[<prev] [next>] [<thread-prev] [day] [month] [year] [list]
Message-ID: <20230613232940.GA3898@monkey>
Date: Tue, 13 Jun 2023 16:29:40 -0700
From: Mike Kravetz <mike.kravetz@...cle.com>
To: Matthew Wilcox <willy@...radead.org>
Cc: Sidhartha Kumar <sidhartha.kumar@...cle.com>,
linux-kernel@...r.kernel.org, linux-mm@...ck.org,
akpm@...ux-foundation.org, songmuchun@...edance.com,
almasrymina@...gle.com, linmiaohe@...wei.com,
minhquangbui99@...il.com, aneesh.kumar@...ux.ibm.com
Subject: Re: [PATCH v2 5/9] mm/hugetlb: convert isolate_or_dissolve_huge_page
to folios
On 06/12/23 16:34, Mike Kravetz wrote:
> On 06/12/23 18:41, Matthew Wilcox wrote:
> > On Tue, Nov 01, 2022 at 03:30:55PM -0700, Sidhartha Kumar wrote:
> > > +++ b/mm/hugetlb.c
> > > @@ -2815,7 +2815,7 @@ static int alloc_and_dissolve_huge_page(struct hstate *h, struct page *old_page,
> > > int isolate_or_dissolve_huge_page(struct page *page, struct list_head *list)
> > > {
> > > struct hstate *h;
> > > - struct page *head;
> > > + struct folio *folio = page_folio(page);
> >
> > Is this safe? I was reviewing a different patch today, and I spotted
> > this. With THP, we can relatively easily hit this case:
> >
> > struct page points to a page with pfn 0x40305, in a folio of order 2.
> > We call page_folio() on it and the resulting pointer is for the folio
> > with pfn 0x40304.
> > If we don't have our own refcount (or some other protection ...) against
> > freeing, the folio can now be freed and reallocated.
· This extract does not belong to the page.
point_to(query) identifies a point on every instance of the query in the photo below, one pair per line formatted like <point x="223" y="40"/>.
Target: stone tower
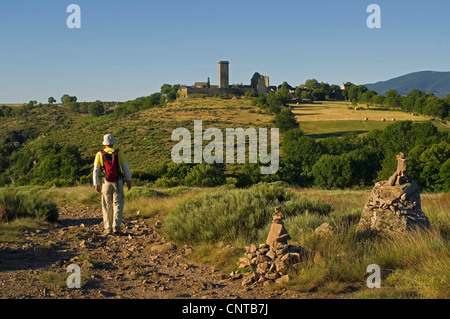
<point x="223" y="74"/>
Say it's now part
> > of an order-3 folio.
> > Our 'folio' pointer is now actually a pointer to a tail page, and we
> > have various assertions that a folio pointer doesn't point to a tail
> > page, so they trigger.
> >
> > It seems to me that this ...
> >
> > /*
> > * The page might have been dissolved from under our feet, so make sure
> > * to carefully check the state under the lock.
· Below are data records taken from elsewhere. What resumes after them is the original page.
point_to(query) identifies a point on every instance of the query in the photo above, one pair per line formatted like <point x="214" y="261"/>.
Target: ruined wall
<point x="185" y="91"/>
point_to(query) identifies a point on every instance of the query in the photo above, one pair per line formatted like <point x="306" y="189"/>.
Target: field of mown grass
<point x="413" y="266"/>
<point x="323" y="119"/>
> > * Return success when racing as if we dissolved the page ourselves.
> > */
> > spin_lock_irq(&hugetlb_lock);
> > if (folio_test_hugetlb(folio)) {
> > h = folio_hstate(folio);
> > } else {
> > spin_unlock_irq(&hugetlb_lock);
> > return 0;
> > }
> >
> > implies that we don't have our own reference on the folio, so we might
> > find a situation where the folio pointer we have is no longer a folio
> > pointer.
>
> Your analysis is correct.
>
> This is not safe because we hold no locks or references. The folio
> pointer obtained via page_folio(page) may not be valid when calling
> folio_test_hugetlb(folio) and later.
>
> My bad for the Reviewed-by: :(
>
I was looking at this more closely and need a bit of clarification. As
mentioned, your analysis is correct. However, it appears that there is
other code doing:
folio = page_folio(page);
...
if (folio_test_hugetlb(folio))
without holding a folio ref or some type of lock. split_huge_pages_all()
is one such example.
So, either this code has the same issue or there are folio routines that
can be called without holding a ref/lock. The kerneldoc for
folio_test_hugetlb says "Caller should have a reference on the folio to
prevent it from being turned into a tail page.". However, is that mostly
to make sure the returned value is consistent/valid? Can it really lead
to an assert if folio pointer is changed to point to something else?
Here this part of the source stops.